Badan penegak hukum tersebut, selain menekankan perlunya akses komunikasi di antara para tersangka untuk menangani kejahatan serius, juga meminta perusahaan swasta untuk memastikan bahwa platform mereka tidak menjadi tempat berlindung yang aman bagi pelaku kejahatan dan menyediakan cara untuk mengakses data secara sah “di bawah pengawasan peradilan dan dengan sepenuhnya menghormati hak-hak fundamental.”

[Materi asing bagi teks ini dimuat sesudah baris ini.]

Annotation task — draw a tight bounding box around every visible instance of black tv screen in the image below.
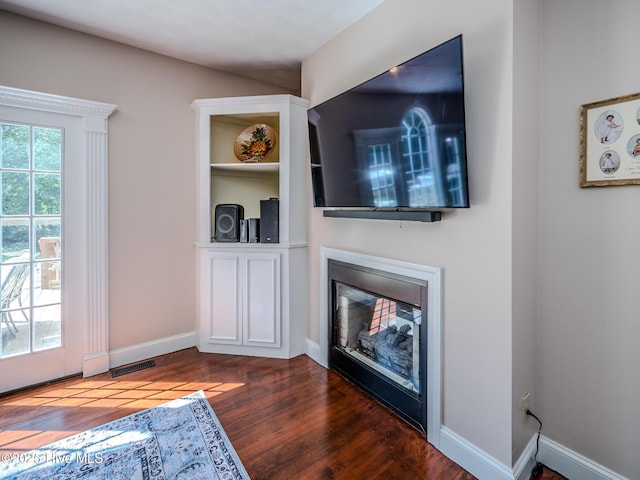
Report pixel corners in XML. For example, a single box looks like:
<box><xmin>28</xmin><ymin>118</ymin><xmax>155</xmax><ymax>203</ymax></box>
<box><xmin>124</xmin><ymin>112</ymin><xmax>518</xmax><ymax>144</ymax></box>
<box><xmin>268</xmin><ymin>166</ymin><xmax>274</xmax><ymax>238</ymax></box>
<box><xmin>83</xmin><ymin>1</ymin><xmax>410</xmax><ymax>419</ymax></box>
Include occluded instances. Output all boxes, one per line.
<box><xmin>308</xmin><ymin>35</ymin><xmax>469</xmax><ymax>211</ymax></box>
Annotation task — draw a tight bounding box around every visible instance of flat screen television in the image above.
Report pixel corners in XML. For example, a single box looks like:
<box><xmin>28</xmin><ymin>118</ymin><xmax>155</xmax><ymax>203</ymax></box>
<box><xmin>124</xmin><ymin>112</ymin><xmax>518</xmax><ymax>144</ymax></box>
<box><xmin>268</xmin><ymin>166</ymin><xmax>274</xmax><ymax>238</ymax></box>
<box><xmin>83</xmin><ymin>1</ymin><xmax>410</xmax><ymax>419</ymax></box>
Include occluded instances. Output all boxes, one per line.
<box><xmin>308</xmin><ymin>35</ymin><xmax>469</xmax><ymax>220</ymax></box>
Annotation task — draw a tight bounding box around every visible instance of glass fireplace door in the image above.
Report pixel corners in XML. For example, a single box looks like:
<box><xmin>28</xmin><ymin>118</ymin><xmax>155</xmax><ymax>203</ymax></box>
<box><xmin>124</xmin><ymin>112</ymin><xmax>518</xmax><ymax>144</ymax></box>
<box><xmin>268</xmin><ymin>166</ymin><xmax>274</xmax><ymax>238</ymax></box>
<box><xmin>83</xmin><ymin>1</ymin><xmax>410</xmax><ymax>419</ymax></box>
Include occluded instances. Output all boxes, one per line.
<box><xmin>333</xmin><ymin>282</ymin><xmax>423</xmax><ymax>395</ymax></box>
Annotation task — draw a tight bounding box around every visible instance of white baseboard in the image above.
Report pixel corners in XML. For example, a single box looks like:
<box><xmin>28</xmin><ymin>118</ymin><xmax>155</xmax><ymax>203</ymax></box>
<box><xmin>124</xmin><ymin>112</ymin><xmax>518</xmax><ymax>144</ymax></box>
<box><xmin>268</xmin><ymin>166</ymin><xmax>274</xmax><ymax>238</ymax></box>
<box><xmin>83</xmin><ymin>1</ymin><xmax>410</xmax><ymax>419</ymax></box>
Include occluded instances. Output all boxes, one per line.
<box><xmin>109</xmin><ymin>332</ymin><xmax>197</xmax><ymax>368</ymax></box>
<box><xmin>305</xmin><ymin>338</ymin><xmax>329</xmax><ymax>368</ymax></box>
<box><xmin>538</xmin><ymin>437</ymin><xmax>628</xmax><ymax>480</ymax></box>
<box><xmin>440</xmin><ymin>427</ymin><xmax>516</xmax><ymax>480</ymax></box>
<box><xmin>82</xmin><ymin>352</ymin><xmax>109</xmax><ymax>378</ymax></box>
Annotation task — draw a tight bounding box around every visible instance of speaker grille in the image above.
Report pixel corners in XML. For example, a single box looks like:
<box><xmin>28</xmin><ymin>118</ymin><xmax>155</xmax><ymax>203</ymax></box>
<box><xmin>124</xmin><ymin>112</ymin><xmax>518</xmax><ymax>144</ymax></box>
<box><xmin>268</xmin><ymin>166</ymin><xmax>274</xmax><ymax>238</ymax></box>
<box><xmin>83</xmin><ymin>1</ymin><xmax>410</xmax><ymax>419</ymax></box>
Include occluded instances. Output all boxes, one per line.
<box><xmin>213</xmin><ymin>203</ymin><xmax>244</xmax><ymax>242</ymax></box>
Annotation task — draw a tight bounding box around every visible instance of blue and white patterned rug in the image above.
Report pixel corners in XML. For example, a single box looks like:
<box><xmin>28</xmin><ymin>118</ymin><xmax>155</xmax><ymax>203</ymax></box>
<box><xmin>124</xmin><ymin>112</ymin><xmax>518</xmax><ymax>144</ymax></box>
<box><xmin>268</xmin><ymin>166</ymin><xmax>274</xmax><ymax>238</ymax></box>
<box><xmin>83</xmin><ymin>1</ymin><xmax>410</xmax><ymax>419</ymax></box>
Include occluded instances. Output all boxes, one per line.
<box><xmin>0</xmin><ymin>391</ymin><xmax>249</xmax><ymax>480</ymax></box>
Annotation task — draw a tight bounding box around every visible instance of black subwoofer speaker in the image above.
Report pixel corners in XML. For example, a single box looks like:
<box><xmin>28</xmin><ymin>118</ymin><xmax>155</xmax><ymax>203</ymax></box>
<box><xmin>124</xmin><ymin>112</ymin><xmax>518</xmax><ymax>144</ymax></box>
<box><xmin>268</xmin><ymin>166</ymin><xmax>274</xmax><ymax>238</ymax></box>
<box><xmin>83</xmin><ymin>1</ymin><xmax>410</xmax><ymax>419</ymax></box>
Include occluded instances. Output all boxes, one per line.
<box><xmin>260</xmin><ymin>198</ymin><xmax>280</xmax><ymax>243</ymax></box>
<box><xmin>213</xmin><ymin>203</ymin><xmax>244</xmax><ymax>242</ymax></box>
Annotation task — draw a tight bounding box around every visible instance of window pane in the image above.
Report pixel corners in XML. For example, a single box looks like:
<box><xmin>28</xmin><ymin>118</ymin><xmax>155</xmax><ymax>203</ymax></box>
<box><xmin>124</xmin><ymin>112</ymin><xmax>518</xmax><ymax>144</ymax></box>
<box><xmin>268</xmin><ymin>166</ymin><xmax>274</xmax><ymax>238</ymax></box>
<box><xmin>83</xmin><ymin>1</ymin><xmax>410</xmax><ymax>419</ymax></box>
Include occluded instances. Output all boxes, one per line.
<box><xmin>33</xmin><ymin>173</ymin><xmax>60</xmax><ymax>215</ymax></box>
<box><xmin>0</xmin><ymin>218</ymin><xmax>29</xmax><ymax>262</ymax></box>
<box><xmin>33</xmin><ymin>305</ymin><xmax>62</xmax><ymax>351</ymax></box>
<box><xmin>0</xmin><ymin>123</ymin><xmax>29</xmax><ymax>169</ymax></box>
<box><xmin>1</xmin><ymin>172</ymin><xmax>29</xmax><ymax>215</ymax></box>
<box><xmin>0</xmin><ymin>309</ymin><xmax>31</xmax><ymax>358</ymax></box>
<box><xmin>33</xmin><ymin>127</ymin><xmax>62</xmax><ymax>172</ymax></box>
<box><xmin>33</xmin><ymin>218</ymin><xmax>61</xmax><ymax>259</ymax></box>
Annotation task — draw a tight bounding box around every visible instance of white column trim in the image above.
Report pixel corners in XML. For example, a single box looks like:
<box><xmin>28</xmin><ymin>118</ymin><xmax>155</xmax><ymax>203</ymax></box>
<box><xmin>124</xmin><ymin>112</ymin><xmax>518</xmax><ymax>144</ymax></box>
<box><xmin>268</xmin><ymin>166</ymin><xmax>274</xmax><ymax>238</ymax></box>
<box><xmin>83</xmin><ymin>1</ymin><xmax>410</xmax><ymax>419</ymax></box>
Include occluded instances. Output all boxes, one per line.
<box><xmin>0</xmin><ymin>86</ymin><xmax>117</xmax><ymax>377</ymax></box>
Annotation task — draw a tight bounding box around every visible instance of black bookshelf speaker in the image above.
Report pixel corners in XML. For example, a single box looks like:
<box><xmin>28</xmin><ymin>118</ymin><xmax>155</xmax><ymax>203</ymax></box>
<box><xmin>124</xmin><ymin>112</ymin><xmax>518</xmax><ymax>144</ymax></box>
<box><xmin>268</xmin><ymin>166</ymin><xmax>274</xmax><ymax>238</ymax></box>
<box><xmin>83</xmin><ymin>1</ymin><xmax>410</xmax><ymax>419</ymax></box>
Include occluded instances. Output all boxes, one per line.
<box><xmin>260</xmin><ymin>198</ymin><xmax>280</xmax><ymax>243</ymax></box>
<box><xmin>246</xmin><ymin>218</ymin><xmax>260</xmax><ymax>243</ymax></box>
<box><xmin>213</xmin><ymin>203</ymin><xmax>244</xmax><ymax>242</ymax></box>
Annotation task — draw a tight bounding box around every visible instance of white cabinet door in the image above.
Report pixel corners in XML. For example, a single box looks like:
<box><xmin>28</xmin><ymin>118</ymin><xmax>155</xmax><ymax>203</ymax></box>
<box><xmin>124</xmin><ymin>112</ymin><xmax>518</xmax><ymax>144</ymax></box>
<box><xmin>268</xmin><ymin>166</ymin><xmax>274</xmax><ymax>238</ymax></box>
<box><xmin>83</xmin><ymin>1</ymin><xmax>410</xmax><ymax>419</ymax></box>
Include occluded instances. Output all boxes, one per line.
<box><xmin>243</xmin><ymin>253</ymin><xmax>281</xmax><ymax>348</ymax></box>
<box><xmin>201</xmin><ymin>251</ymin><xmax>282</xmax><ymax>348</ymax></box>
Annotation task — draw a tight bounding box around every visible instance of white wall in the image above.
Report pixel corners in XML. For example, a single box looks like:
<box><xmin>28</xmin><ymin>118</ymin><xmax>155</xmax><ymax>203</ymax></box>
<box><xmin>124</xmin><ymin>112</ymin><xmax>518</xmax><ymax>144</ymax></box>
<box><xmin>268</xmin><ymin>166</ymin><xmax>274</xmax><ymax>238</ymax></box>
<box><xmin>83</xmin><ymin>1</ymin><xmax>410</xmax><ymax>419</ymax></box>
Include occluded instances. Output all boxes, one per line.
<box><xmin>0</xmin><ymin>11</ymin><xmax>285</xmax><ymax>350</ymax></box>
<box><xmin>536</xmin><ymin>0</ymin><xmax>640</xmax><ymax>479</ymax></box>
<box><xmin>302</xmin><ymin>0</ymin><xmax>513</xmax><ymax>466</ymax></box>
<box><xmin>511</xmin><ymin>0</ymin><xmax>539</xmax><ymax>461</ymax></box>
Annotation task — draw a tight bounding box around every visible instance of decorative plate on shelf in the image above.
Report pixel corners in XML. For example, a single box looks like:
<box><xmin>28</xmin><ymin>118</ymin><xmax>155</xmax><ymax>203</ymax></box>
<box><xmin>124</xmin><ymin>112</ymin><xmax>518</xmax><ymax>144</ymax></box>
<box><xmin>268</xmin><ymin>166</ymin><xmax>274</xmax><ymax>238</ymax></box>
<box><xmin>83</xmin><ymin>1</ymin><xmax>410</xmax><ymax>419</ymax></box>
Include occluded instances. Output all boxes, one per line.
<box><xmin>233</xmin><ymin>123</ymin><xmax>277</xmax><ymax>162</ymax></box>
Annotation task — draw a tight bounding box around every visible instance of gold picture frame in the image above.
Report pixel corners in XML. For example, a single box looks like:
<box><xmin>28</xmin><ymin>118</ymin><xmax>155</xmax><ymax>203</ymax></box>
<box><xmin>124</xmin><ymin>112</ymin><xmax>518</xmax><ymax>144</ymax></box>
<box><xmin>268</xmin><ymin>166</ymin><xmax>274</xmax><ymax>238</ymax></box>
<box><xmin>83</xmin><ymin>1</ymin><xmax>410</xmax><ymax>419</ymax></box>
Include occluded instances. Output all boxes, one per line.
<box><xmin>580</xmin><ymin>93</ymin><xmax>640</xmax><ymax>187</ymax></box>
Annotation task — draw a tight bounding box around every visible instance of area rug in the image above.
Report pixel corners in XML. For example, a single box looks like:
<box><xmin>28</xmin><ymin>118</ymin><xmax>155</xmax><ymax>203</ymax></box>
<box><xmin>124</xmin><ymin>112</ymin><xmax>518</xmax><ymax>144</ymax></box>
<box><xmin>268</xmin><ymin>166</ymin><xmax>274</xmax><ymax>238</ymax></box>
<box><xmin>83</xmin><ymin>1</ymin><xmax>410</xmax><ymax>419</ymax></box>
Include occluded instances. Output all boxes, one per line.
<box><xmin>0</xmin><ymin>391</ymin><xmax>249</xmax><ymax>480</ymax></box>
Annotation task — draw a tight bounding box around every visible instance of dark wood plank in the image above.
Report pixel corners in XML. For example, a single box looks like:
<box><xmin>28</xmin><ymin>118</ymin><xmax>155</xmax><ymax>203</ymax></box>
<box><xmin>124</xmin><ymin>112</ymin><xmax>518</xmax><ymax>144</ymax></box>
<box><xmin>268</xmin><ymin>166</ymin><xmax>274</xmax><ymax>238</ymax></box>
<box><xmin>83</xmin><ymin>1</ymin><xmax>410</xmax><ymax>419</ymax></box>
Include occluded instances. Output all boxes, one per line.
<box><xmin>0</xmin><ymin>348</ymin><xmax>562</xmax><ymax>480</ymax></box>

Jerman Tutup 47 Bursa Kripto
Tindakan tersebut juga bertepatan dengan penyitaan 47 layanan pertukaran mata uang kripto yang diselenggarakan di negara tersebut oleh Jerman yang memungkinkan terjadinya aktivitas pencucian uang ilegal bagi para penjahat dunia maya, termasuk kelompok ransomware, pengedar darknet, dan operator botnet. Operasi tersebut diberi nama sandi Final Exchange.
Layanan tersebut dituduh gagal menerapkan program Know Your Customer (KYC) atau anti pencucian uang dan sengaja mengaburkan sumber dana yang diperoleh secara kriminal, sehingga memungkinkan kejahatan dunia maya berkembang pesat. Tidak ada penangkapan yang diumumkan ke publik.
“Layanan Exchange memungkinkan transaksi barter tanpa melalui proses registrasi dan tanpa memeriksa bukti identitas,” kata Kantor Polisi Kriminal Federal (alias Bundeskriminalamt). “Penawaran ini ditujukan untuk menukar mata uang kripto dengan cepat, mudah, dan anonim ke mata uang kripto atau digital lainnya guna menyembunyikan asal mata uang tersebut.”
Departemen Kehakiman AS Mendakwa Dua Orang Atas Penipuan Mata Uang Kripto Senilai $230 Juta
Menutup upaya penegakan hukum untuk memerangi kejahatan dunia maya, Departemen Kehakiman AS (DoJ) mengatakan dua tersangka telah ditangkap dan didakwa dengan konspirasi untuk mencuri dan mencuci lebih dari $230 juta dalam mata uang kripto dari korban yang tidak disebutkan namanya di Washington DC.
Malone Lam, 20, dan Jeandiel Serrano, 21, serta rekan konspirator lainnya diduga telah melakukan pencurian mata uang kripto setidaknya sejak Agustus 2024 dengan mendapatkan akses ke akun korban, yang kemudian dicuci melalui berbagai bursa dan layanan pencampuran.
Hasil kejahatan itu kemudian digunakan untuk mendanai gaya hidup mewah, seperti perjalanan internasional, klub malam, mobil mewah, jam tangan, perhiasan, tas desainer, dan rumah sewa di Los Angeles dan Miami.
“Mereka mencuci hasil kejahatan tersebut, termasuk dengan memindahkan dana melalui berbagai mixer dan bursa menggunakan 'peel chains', dompet pass-through, dan jaringan privat virtual (VPN) untuk menutupi identitas asli mereka,” kata DoJ.